= AEX cfiXML =

The FIATECH AEX cfiXML schemas have been developed to automate information exchange for the design, procurement, delivery, installation, operation and maintenance of engineered equipment. Though large companies may have internal software integration systems, data exchange between collaborating companies commonly requires labor-intensive and costly re-entry of data into in-house systems. AEX cfiXML schemas provide a standard language to enable interoperability, allowing information flow to and from multiple software systems within a company or with other companies. The potential annual savings for capital facility industries are millions of dollars.

AEX cfiXML schemas provide extensive coverage of different types of engineered equipment including shell and tube heat exchangers, electric motors, centrifugal pumps and fans, reciprocating and centrifugal compressors, and block and control valves. The schemas have been effectively demonstrated transferring data sets from a common data sheet-style format, via various synthesis programs, and into a purchaser's comparison system (Bid Tab).
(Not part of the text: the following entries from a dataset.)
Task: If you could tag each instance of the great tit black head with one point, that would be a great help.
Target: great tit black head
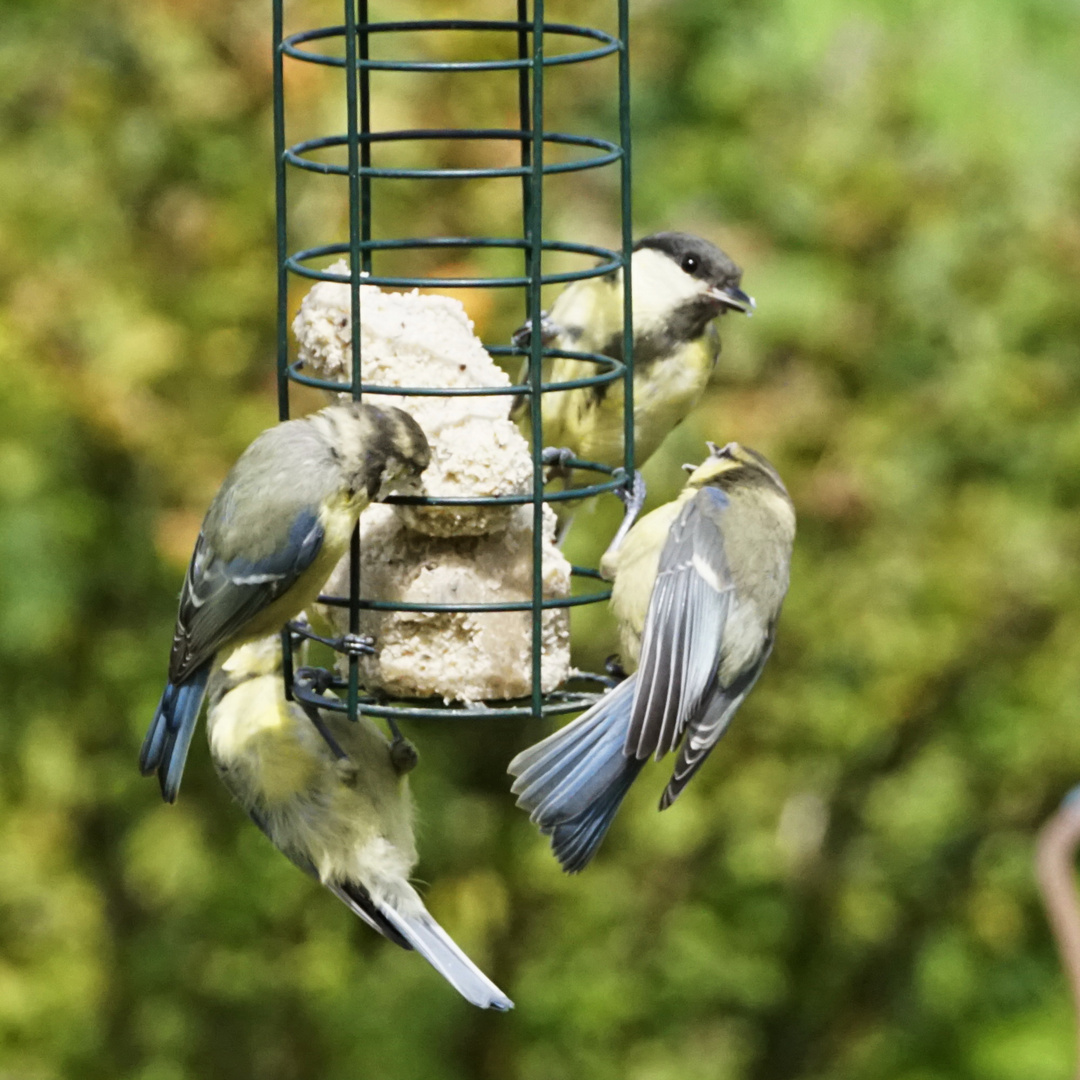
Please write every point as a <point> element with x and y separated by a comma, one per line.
<point>715,275</point>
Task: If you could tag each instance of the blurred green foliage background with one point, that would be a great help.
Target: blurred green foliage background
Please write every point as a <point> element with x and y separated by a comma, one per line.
<point>847,890</point>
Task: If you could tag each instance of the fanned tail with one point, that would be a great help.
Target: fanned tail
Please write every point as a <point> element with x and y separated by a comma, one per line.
<point>421,932</point>
<point>574,782</point>
<point>165,746</point>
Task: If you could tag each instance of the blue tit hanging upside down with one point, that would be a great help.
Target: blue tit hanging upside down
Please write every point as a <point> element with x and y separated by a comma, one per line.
<point>680,284</point>
<point>346,822</point>
<point>277,528</point>
<point>698,589</point>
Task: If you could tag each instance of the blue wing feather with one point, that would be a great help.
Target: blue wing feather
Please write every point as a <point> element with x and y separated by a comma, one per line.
<point>219,597</point>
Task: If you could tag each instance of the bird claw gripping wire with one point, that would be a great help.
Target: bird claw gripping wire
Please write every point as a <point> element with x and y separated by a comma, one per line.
<point>523,336</point>
<point>320,680</point>
<point>351,645</point>
<point>403,755</point>
<point>556,460</point>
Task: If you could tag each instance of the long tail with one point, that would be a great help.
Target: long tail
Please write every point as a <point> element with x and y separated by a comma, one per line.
<point>165,746</point>
<point>421,932</point>
<point>574,781</point>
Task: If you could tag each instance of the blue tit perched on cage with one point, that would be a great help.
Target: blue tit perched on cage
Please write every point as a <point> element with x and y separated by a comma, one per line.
<point>277,528</point>
<point>680,284</point>
<point>698,590</point>
<point>346,821</point>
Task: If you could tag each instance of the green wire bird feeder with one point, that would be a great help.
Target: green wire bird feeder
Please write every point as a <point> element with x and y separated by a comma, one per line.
<point>348,48</point>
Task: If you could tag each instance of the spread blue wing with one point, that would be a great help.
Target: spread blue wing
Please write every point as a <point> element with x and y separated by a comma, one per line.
<point>684,628</point>
<point>220,596</point>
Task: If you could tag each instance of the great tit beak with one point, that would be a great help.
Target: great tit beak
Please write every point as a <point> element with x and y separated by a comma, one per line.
<point>720,451</point>
<point>733,297</point>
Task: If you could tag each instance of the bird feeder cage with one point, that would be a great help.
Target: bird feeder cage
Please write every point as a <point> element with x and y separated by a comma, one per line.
<point>530,45</point>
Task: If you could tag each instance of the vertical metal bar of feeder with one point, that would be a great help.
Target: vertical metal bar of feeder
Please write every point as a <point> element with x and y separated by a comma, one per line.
<point>523,112</point>
<point>354,270</point>
<point>628,240</point>
<point>279,162</point>
<point>365,129</point>
<point>282,241</point>
<point>536,346</point>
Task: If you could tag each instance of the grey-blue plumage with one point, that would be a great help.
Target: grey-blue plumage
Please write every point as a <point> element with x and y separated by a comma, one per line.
<point>698,589</point>
<point>275,529</point>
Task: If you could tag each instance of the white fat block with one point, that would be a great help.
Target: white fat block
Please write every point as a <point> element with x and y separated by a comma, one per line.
<point>442,554</point>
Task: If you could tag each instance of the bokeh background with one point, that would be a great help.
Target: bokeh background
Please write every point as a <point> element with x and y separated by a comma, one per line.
<point>847,891</point>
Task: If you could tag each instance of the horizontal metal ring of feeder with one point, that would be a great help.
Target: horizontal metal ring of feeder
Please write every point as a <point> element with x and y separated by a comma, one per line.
<point>608,44</point>
<point>610,370</point>
<point>610,261</point>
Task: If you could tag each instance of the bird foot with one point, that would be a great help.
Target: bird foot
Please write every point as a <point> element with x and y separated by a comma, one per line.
<point>633,499</point>
<point>616,673</point>
<point>355,645</point>
<point>613,666</point>
<point>556,460</point>
<point>523,336</point>
<point>351,645</point>
<point>403,756</point>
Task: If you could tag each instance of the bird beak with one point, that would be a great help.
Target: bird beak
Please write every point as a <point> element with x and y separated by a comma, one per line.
<point>733,297</point>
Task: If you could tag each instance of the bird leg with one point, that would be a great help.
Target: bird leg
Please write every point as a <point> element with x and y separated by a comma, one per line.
<point>403,754</point>
<point>321,680</point>
<point>633,499</point>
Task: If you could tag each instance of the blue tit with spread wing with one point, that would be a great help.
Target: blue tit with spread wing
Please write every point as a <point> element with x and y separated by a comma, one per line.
<point>347,821</point>
<point>699,584</point>
<point>680,285</point>
<point>275,529</point>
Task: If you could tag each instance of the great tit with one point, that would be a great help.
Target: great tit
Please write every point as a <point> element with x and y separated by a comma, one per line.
<point>277,528</point>
<point>680,284</point>
<point>347,821</point>
<point>698,589</point>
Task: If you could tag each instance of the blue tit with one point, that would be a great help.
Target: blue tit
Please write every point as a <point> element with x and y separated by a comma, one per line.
<point>346,821</point>
<point>680,284</point>
<point>277,528</point>
<point>698,589</point>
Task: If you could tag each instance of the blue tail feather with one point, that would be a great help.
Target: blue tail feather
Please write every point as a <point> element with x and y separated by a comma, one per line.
<point>166,743</point>
<point>574,781</point>
<point>575,841</point>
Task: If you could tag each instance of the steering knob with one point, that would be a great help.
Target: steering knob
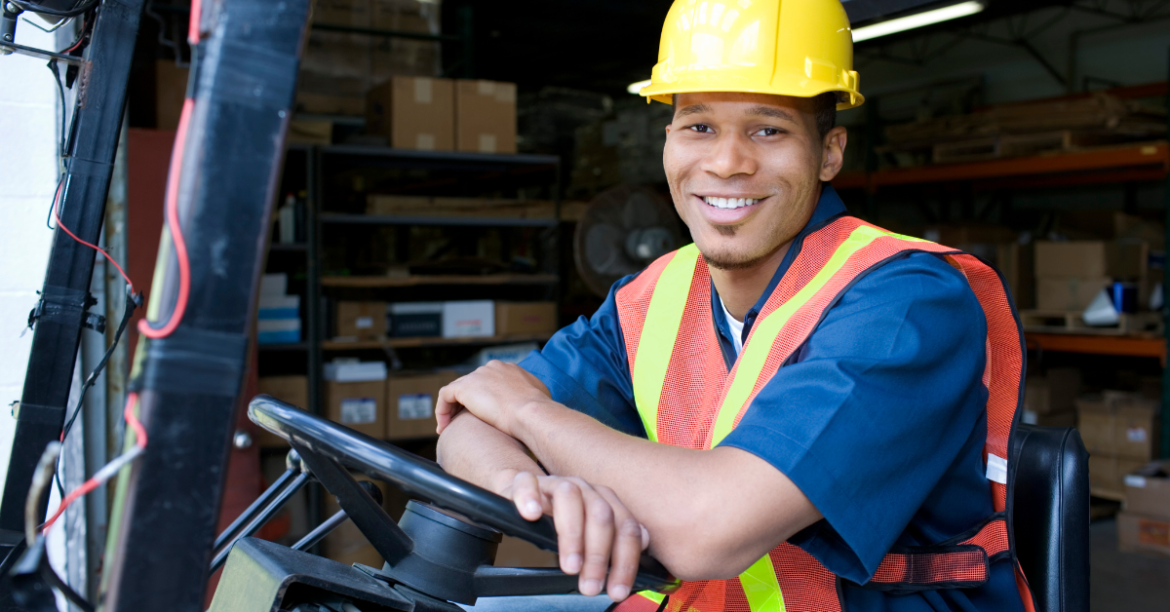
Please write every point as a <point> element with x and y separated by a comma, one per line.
<point>293,461</point>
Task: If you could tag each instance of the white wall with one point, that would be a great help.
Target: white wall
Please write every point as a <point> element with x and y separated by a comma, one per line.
<point>29,124</point>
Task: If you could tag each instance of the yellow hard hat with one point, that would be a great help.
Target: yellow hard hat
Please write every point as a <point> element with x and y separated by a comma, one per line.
<point>784,47</point>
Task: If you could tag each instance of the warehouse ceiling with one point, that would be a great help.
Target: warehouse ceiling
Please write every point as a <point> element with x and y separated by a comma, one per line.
<point>605,45</point>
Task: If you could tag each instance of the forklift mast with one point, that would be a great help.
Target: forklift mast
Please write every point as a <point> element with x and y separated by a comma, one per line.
<point>190,365</point>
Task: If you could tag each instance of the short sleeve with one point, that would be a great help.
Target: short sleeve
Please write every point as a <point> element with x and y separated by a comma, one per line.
<point>879,404</point>
<point>585,368</point>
This represents a procurement sequence of events for, in the example demonstration, centrifugal pumps. An example of AEX cfiXML implementation involves standardizing valve specifications so that facility owners, suppliers and manufacturers can efficiently and reliably exchange their in-house valve data.
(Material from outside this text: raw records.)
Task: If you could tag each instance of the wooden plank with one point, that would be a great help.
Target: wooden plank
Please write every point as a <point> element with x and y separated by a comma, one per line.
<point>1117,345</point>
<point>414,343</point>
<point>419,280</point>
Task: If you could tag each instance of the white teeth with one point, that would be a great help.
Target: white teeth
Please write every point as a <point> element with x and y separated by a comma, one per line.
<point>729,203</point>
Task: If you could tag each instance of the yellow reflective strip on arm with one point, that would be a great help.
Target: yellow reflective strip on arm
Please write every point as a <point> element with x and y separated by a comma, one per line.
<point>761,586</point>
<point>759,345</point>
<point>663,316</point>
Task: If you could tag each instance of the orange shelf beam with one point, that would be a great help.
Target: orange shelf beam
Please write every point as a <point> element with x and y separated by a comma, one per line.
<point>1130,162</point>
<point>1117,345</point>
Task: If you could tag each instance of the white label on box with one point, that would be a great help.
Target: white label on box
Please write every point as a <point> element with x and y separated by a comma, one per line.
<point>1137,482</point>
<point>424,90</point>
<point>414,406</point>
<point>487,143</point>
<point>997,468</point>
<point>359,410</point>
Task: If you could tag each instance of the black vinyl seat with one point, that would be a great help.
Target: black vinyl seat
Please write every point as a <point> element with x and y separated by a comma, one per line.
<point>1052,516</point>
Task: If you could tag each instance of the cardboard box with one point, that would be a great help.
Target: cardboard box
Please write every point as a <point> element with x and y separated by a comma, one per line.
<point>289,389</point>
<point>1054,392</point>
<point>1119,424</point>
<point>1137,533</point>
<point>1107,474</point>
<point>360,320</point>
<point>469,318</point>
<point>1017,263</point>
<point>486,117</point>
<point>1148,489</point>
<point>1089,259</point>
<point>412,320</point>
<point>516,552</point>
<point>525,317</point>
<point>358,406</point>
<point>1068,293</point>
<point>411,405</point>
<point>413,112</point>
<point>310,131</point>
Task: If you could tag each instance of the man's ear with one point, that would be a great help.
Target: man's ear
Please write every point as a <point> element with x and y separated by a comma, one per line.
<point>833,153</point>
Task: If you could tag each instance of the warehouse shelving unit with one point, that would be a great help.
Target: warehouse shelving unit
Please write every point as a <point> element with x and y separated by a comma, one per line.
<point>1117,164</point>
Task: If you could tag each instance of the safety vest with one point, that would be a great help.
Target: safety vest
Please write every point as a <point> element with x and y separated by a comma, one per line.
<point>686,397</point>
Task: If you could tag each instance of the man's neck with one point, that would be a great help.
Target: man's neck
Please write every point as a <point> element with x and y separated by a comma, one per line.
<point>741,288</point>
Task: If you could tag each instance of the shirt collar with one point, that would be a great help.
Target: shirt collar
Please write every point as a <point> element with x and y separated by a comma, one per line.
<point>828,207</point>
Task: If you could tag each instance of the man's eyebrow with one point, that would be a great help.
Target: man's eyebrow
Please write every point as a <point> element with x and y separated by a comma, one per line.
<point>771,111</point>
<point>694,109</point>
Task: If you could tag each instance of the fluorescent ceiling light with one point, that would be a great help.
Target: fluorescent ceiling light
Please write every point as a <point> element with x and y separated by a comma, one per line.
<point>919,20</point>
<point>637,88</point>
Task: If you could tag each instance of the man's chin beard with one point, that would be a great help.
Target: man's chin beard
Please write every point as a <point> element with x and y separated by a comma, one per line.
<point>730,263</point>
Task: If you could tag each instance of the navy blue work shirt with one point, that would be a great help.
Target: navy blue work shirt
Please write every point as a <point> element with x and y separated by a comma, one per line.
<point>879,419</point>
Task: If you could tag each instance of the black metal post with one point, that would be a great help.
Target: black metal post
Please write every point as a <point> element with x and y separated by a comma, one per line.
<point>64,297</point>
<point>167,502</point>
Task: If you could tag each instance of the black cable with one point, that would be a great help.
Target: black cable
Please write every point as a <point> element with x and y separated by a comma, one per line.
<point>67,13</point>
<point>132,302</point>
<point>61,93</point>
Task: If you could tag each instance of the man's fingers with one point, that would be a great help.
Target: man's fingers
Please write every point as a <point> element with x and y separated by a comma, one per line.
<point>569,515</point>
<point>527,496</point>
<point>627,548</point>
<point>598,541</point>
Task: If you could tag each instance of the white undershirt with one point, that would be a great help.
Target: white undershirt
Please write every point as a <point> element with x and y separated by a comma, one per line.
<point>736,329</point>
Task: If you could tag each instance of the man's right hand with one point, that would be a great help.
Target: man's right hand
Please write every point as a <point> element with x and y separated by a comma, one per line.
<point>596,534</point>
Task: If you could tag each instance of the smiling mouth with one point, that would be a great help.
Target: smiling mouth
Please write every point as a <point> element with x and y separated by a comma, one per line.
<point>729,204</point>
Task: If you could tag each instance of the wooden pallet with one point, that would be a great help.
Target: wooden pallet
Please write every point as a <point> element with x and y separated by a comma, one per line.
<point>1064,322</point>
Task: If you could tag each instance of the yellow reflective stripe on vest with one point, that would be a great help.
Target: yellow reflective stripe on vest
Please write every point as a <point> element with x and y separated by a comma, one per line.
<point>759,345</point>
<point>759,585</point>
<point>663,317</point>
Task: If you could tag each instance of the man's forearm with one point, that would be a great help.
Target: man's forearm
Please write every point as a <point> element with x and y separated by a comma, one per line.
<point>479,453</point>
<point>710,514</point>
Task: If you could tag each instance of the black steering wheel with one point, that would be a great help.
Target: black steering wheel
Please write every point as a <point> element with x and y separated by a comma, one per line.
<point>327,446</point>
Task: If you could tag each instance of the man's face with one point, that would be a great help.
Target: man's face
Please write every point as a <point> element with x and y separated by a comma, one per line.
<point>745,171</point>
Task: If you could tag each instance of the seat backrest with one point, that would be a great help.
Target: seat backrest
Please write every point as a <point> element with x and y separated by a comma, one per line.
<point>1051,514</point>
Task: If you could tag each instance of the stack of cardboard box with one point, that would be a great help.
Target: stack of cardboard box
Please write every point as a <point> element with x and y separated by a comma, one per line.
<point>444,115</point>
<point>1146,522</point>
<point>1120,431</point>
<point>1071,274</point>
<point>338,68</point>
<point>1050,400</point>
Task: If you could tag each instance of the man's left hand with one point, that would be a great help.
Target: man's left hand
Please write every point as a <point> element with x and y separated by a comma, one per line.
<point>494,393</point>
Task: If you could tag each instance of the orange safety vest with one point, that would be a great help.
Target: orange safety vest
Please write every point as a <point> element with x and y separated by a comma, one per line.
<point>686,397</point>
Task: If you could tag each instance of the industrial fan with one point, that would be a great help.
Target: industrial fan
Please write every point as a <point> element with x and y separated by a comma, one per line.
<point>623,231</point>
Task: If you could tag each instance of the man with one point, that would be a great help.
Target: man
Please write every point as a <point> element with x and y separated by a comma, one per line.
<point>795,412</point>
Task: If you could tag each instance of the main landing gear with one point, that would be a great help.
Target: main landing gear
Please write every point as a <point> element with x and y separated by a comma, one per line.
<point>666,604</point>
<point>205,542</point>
Schema structure includes data revision and change traffic support, and life cycle status detail, so applications can be developed to monitor data alterations over time and maintain records throughout the life-cycle of an equipment item. Units of measurement are also supported by the schemas, so AEX cfiXML can be used within the USA or internationally.

AEX cfiXML is an object-oriented model designed as a pragmatic solution for real-life usage contexts. The design principles have been based on extensive research in the available resources in the XML schema development community and verified through trial implementations with available XML parsers. Extensibility, reusability, ease of processing and ease of writing XML files have all been considered to ensure the best combination for cfiXML use.

AEX cfiXML is a collaborative development and in the public domain.